Marne, enquête et pâté mystère

J’avais passé un dimanche pluvieux à glander en pyjama pendant que Manille tristement vautrée par terre comptait les poils du tapis. J’avais dit à Eren: « J’emmènerais peut-être Manille au kepar tout à l’heure. » (j’avais dit « parc » en verlan parce que la chienne est à moitié bilingue et connait très bien ce mot, donc faut éviter de le dire devant elle sinon elle devient infernale jusqu’à ce qu’on sorte). La flemme et la pluie avaient finalement eu raison de moi. Du coup hier matin, quand j’ai vu qu’il y avait un beau soleil j’ai décidé de me rattraper et d’emmener Manille se promener sur les bords de Marne l’après-midi. On met beaucoup en avant l’aspect « guidage » du chien guide pourtant ce n’est pas son seul bienfait. Il peut être un facteur non négligeable de « se bouger le cul », et c’est d’autant plus observable quand vous êtes une larve et votre labrador une pile électrique. Vers les coups de 14h30 j’ai mis son harnais de chien guide à Manille et nous sommes parties en direction des bords de Marne.

Au bout de notre rue se trouve un arrêt de bus. C’est un bus que nous prenons souvent et il nous est même arrivé de galoper pour l’attraper. C’était pas le programme d’hier, pourtant Manille a commencé à se diriger vers l’arrêt et a même tapé une légère accélération quand le bus est arrivé. Je lui ai dit qu’on ne prenait pas le bus et l’ai fait contourner l’abri mais elle a essayé de faire un petit demi-tour une fois qu’on l’avait dépassé, l’air de dire: « Heu t’es sûre que tu veux pas le preNdre? T’as bien compris que c’était le bus? Te vexe pas hein mais t’es malvoyante quand même, on sait jamais ». On a continué notre chemin. Quelques mètres plus loin se trouve un autre arrêt de bus. Elle me l’a proposé, des fois que j’aurais changé d’avis entre-temps.

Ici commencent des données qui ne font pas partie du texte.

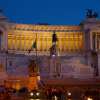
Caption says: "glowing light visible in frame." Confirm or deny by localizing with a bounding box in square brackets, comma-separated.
[36, 92, 40, 96]
[68, 92, 71, 96]
[30, 92, 34, 96]
[87, 97, 93, 100]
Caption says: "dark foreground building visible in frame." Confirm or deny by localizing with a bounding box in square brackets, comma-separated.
[0, 11, 100, 99]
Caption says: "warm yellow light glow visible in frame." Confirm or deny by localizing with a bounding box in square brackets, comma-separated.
[37, 75, 40, 81]
[67, 92, 71, 96]
[87, 97, 93, 100]
[8, 24, 83, 52]
[30, 92, 34, 96]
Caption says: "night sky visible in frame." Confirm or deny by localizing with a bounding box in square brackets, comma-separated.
[0, 0, 100, 25]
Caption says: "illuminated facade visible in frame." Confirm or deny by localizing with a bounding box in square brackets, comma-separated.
[0, 12, 100, 89]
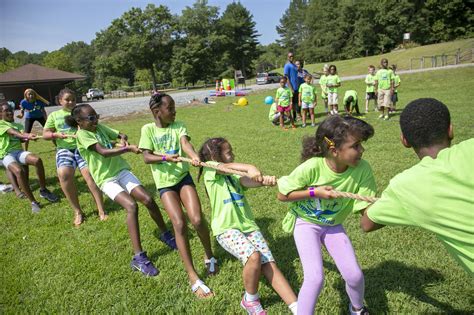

Nous sommes ensuite descendues sur les bords de Marne. Là j’ai sorti ma canne blanche et j’ai retiré son harnais de chien guide à Manille. C’est important pour qu’elle sache que là elle ne travaille pas et peut donc renifler comme bon lui semble. D’ailleurs une fois le harnais retiré je lui dis « renifle! ». J’imagine que je dois passer pour une dingue à dire à mon chien de se faire son rail de sniff, mais je m’en fous. C’est ainsi que nous avons pris un grand bol d’air pur. D’air pur je ne sais pas en fait, parce qu’il y avait la circulation à côté et parce que Manille a passé la balade la tête fourrée dans les buissons à prendre de grandes inspirations. Ça a l’air d’une activité passionnante, elle renifle pendant 20 secondes un endroit, puis se remet à marcher puis OH MON DIEU UN TECKEL EST PASSÉ PAR LÀ elle fait un brusque demi-tour pour revenir sur le pied d’un buisson. Moi je me déplace à la canne en la tenant à la laisse et je peux vous dire que c’est extrêmement pénible de se faire tracter d’un coup en arrière. Faut dire que dans ces moments-là elle a une sacrée force et est comme en transe dans son monde des odeurs. C’est un peu émouvant, ça montre qu’il y a mille et une façons de percevoir le monde et que l’une d’entre-elles consiste à s’extasier sur un jet d’urine de rat. Fabuleux. Manille a donc mené son enquête, remontant la piste vers je ne sais quoi, revenant en arrière par moment la truffe au vent. Puis est venu le moment de regagner le trottoir pour rentrer à la maison. J’ai rangé ma canne, ai remis son harnais à Manille en lui disant « c’est fini ». C’est important pour qu’elle sache que là elle travaille et que c’est pas le moment d’aller sniffer des poteaux pour savoir qui est le malotru qui a pissé dessus.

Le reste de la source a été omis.